Der Faktor Technik: die Brennstäbe im Visier.

Sicherheit

Alles unter Kontrolle

Fotos: Stefan Kubli

Tritt in einer Schweizer Kernanlage eine Störung auf, schalten sie sich garantiert ein: die Mitarbeitenden des Eidgenössischen Nuklearsicherheitsinspektorats ENSI. Die Skala reicht von 0 bis 7 und gibt – ähnlich wie bei einem Erdbeben – an, wie gravierend ein Vorkommnis ist. Doch gemäss INES (internationale Ereignisskala) ist die Schweiz ein wunderbar sicheres Land, was seine Kernanlagen betrifft. Ein einziges Ereignis bewertete das ENSI 2009 mit einer 2, eines mit einer 1. 24 weitere Vorkommnisse wurden mit 0 bewertet. Für die Bevölkerung bestand in keinem Fall irgendeine Gefahr.

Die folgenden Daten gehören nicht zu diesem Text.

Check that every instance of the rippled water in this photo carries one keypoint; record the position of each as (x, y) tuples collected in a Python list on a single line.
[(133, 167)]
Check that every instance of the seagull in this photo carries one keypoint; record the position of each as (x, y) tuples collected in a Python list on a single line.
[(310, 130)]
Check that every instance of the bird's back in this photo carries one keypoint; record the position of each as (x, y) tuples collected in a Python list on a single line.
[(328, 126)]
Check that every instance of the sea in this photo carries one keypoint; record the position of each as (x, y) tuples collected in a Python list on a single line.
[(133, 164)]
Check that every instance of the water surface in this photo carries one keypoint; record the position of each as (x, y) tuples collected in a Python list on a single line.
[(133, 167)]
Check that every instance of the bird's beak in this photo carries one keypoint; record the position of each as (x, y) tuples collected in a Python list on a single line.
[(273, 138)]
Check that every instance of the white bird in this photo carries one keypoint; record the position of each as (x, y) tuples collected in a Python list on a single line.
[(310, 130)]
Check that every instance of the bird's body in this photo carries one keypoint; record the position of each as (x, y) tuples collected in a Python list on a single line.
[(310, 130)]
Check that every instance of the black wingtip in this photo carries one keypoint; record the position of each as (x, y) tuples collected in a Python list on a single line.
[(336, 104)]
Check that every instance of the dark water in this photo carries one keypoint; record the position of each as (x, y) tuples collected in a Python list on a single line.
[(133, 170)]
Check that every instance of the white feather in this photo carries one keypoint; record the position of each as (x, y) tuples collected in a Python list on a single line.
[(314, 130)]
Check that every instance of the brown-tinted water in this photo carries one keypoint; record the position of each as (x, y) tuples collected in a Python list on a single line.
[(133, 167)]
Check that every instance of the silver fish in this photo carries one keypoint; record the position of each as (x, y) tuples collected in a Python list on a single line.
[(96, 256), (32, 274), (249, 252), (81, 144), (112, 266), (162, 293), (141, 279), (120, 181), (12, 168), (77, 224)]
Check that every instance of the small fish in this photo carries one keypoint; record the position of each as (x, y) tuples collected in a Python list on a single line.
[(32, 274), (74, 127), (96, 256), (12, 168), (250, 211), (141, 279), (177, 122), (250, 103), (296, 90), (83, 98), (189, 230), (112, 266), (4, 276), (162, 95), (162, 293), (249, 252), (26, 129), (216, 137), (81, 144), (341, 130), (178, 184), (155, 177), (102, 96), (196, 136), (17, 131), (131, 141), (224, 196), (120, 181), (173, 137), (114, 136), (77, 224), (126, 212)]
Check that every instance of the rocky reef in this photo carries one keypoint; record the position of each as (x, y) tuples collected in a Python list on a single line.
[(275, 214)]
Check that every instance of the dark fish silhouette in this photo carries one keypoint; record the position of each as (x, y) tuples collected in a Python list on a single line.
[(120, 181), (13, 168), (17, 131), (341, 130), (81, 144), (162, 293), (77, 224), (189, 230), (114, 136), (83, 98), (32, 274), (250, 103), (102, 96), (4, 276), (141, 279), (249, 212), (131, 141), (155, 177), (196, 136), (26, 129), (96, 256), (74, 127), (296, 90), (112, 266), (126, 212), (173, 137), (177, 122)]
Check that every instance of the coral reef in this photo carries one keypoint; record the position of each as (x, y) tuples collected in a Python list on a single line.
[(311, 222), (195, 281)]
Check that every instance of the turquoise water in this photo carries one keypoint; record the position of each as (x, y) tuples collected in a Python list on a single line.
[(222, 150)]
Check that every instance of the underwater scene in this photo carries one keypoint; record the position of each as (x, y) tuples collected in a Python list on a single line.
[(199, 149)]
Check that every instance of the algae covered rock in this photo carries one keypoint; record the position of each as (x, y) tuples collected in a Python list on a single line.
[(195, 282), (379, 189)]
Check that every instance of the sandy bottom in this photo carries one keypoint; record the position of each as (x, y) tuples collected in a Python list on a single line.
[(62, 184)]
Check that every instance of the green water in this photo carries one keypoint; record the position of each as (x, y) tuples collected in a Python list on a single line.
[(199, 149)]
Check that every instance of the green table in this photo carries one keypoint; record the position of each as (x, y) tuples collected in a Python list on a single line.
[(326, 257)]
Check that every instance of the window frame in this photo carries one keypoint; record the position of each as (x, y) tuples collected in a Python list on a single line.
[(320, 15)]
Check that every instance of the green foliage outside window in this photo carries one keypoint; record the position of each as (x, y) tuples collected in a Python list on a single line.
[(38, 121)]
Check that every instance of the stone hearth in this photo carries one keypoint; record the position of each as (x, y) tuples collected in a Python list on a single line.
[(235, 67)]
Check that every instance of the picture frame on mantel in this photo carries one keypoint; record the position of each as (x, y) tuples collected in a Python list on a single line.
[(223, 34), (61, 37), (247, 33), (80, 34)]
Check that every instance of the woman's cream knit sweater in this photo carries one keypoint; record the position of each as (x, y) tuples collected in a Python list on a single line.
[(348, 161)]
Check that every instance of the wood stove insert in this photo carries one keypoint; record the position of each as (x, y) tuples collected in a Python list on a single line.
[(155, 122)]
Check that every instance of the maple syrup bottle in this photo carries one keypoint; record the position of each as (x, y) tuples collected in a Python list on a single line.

Das ENSI vergibt den Schweizer Kernanlagen nicht von ungefähr das Prädikat «Sicher». Und seinem Urteil darf man vertrauen, denn die nationale Aufsichts­ behörde mit Sitz in Brugg AG ist eine unabhängige, öffentlich-rechtliche Anstalt (ähnlich wie die Suva) und direkt dem Bundesrat unterstellt. Rund um die Uhr wacht das ENSI darüber, dass die Betreiberunternehmen Axpo, BKW und Alpiq ihre Verantwortung für den sicheren Betrieb wahrnehmen und die Anlagen in einem einwandfreien Zustand halten. Dazu führt es über 300 Inspektionen pro Jahr durch und betreibt das eigene Messnetz MADUK. Dieses misst die Dosisleistung an den Standorten der Kernkraftwerke. Das ENSI überwacht allerdings nicht bloss die bestehenden Kernanlagen, sondern spielt auch eine wichtige Rolle bei der sicherheitstechnischen Überprüfung und Beurteilung neuer Anlagen wie dem Tiefenlager der Nagra oder den geplanten ErsatzKernkraftwerken. Das Bewilligungsverfahren stützt sich wesentlich auf die Gutachten des ENSI ab. mf www.ensi.ch

Der rote Knopf: Seine Betätigung würde im Ernstfall das Herunterfahren des Kraftwerks auslösen.

Eine Frage

Ulrich Schmocker, welches Zeugnis stellen Sie den Schweizer Betreiberunternehmen von Kernkraftwerken aus? «Die Sicherheit der schweizerischen Kernkraftwerke ist im internationalen Vergleich gut. Das bestätigt das ENSI alljährlich in seinem Aufsichtsbericht. Die Zahl der Vorkommnisse ist gering. Trotzdem verlangt das ENSI von allen Betreibern ein ständiges Hinterfragen der Sicherheit der Anlage, um weitere Verbesserungen zu identifizieren und umzusetzen. Dies betrifft nicht nur die technischen Aspekte, sondern auch Fragen der Ausbildung des Betriebspersonals und der Optimierung der Organisationsstruktur. Die Sicherheit stützt sich auf drei Pfeiler: Mensch, Technik und Organisation. Diese drei Pfeiler müssen jeder für sich und alle zusammen einen hohen Stand haben und ständig verbessert werden, damit die Anlage insgesamt sicher betrieben werden kann.» Dr. Ulrich Schmocker ist Direktor des ENSI. Er tritt Ende August altershalber zurück. Seine Nachfolge tritt Dr. Hans Wanner an.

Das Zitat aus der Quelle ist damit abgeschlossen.